COMMONWEALTH COURT OF PENNSYLVANIA


May 28, 1985

JOHN F. CULP, III, PETITIONER
v.
CONSOLE PENNSYLVANIA COAL COMPANY, RESPONDENT, JOHN F. CULP, III, PETITIONER V. CONSOLE PENNSYLVANIA COAL COMPANY, RESPONDENT

Appeal from PETITION FOR REVIEW

COUNSEL

Anthony P. Picadio, Esq.; Gary P. Hunt, Esq., TUCKER, ARENSBERG, P.C., PITTSBURGH, PA. 15222 for PETITIONER.

Marc A. Roda, Esq., Asst. Counsel, Harrisburg, Pa. 17110 for DER.

E. J. Strassburger, Esq., Pittsburgh, Pa. 15222; Daniel E. Rogers, Esq., Pittsburgh, Pa. 15241; Charles J. Avalli, Esq., STRASSBURGER, MCKENNA, MESSERS SHILIBOD AND GUTNICK, Pittsburgh, Pa. 15222 for RESPONDENT.

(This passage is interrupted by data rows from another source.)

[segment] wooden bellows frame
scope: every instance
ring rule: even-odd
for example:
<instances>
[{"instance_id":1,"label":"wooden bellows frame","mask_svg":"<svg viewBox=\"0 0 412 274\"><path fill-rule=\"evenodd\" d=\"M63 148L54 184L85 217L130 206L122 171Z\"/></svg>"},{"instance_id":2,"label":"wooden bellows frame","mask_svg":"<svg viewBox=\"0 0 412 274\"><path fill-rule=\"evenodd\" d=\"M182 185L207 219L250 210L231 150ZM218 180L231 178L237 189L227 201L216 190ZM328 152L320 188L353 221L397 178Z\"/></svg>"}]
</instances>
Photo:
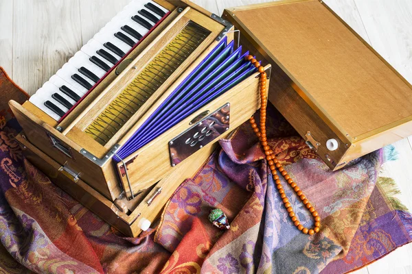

Before: Joseph T. Doyle, Madaline Palladino, Jacob Kalish, Senior Judge

Author: Kalish

KALISH, SENIOR JUDGE.

The Department of Environmental Resources (DER) issued a permit to Console Pennsylvania Coal Company (Consol) to conduct deep mining activities in the Pittsburgh Seam of Coal.*fn1 John F. Culp, III (Culp) owns 400 acres of land above the area covered by Consol's permit. Culp appealed the issuance of the permit, alleging that its issuance was invalid because DER abused its discretion by not requiring Consol to comply with Section 5(e) of the Act, which requires an applicant to demonstrate that it will not endanger the surface land.*fn2 Culp's interest in the 400 acres includes ownership of coal seams that lie above the Pittsburgh seam.

Consol contested Culp's standing to appeal. The Environmental Hearing Board (Board) held that Culp had standing to appeal since the interest he seeks to protect is arguably within the zone of interest sought to be protected or regulated by statute. We agree. His allegations show a substantial, immediate and direct threat. William Penn Parking Garage, Inc. v. City of Pittsburgh, 464 Pa. 168, 346 A.2d 269 (1975).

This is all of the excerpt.